A turn is always atomic at the agent level. A second SendMessage for the same agent while a turn is live is rejected with 3001; in-flight work keeps running.

Concurrency, in one line

Turns on one session run serially — if agent A is mid-turn, agent B on the same session waits. Inference is serialised across the whole server, because there is only one GPU / CPU to talk to. Non-inference work (routing, retrieval, pattern checks) can happen in parallel.

The wire protocol

Clients speak to the server over TCP (default port 9100) using length-prefixed FlatBuffers messages. The shape every message takes — and the end-to-end session flow — is documented in Wire Protocol.

The session lifecycle, in one line:

SessionReady → ConfigureSession → (CreateStringStorage…)* → CreateAgent → SendMessage …

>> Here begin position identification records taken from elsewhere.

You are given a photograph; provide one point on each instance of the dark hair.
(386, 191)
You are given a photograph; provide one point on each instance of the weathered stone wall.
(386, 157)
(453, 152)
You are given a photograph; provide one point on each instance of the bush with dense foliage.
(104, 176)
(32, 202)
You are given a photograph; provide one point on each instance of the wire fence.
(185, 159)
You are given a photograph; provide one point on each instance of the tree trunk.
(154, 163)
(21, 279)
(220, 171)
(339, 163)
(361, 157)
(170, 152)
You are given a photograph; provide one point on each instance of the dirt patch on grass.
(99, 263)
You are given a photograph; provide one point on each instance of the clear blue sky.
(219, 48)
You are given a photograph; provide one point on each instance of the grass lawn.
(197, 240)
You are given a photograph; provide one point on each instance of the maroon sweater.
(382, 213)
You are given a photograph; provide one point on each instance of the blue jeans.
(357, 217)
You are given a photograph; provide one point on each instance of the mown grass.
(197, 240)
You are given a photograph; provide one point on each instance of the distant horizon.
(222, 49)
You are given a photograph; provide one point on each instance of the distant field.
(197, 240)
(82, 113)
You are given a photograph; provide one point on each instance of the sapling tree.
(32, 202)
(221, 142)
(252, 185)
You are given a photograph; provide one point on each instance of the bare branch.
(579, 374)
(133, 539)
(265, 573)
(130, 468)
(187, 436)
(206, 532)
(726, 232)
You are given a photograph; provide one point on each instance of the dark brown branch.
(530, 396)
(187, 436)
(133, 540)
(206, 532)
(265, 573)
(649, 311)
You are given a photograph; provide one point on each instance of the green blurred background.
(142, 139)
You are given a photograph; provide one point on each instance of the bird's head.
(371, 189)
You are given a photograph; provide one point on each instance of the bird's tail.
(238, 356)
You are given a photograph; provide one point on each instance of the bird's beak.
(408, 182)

The first three client libraries (C++, Python, Unreal) are thin wrappers over this protocol. Nothing else special happens on the client side — the intelligence lives in the server.

Why it is shaped this way

Three product constraints drove the split:

  • On-device. A game or tool that wants a local model cannot afford a Python runtime or a separate inference microservice per platform. A single C++ server binary plus tiny clients keeps every integration small.
  • Workflow over prompt. Turning a raw model into useful behaviour (RAG, guardrails, tool calls, canned refusals, …) needs composition. Tryll makes the composition first-class by giving you a graph instead of a prompt template.
  • Shared, not duplicated, compute. Models are big, KV caches are bigger. The server loads each model once and lets every agent share it; evict rules are explicit (model management).

Edges and pitfalls

  • A session is owned by its socket. If the TCP connection drops, the server destroys every agent and storage created through it. Client libraries surface this as a connection-changed event — reconnect and re-create what you need.
  • A KV cache is per node, not per agent. Two nodes in the same graph that use the same model still have separate caches; that is intentional, because they see different prompt prefixes. See Projection and Token Budgets.
  • The server never runs user-supplied code. Tool calls are detection-only — see Tool Calling.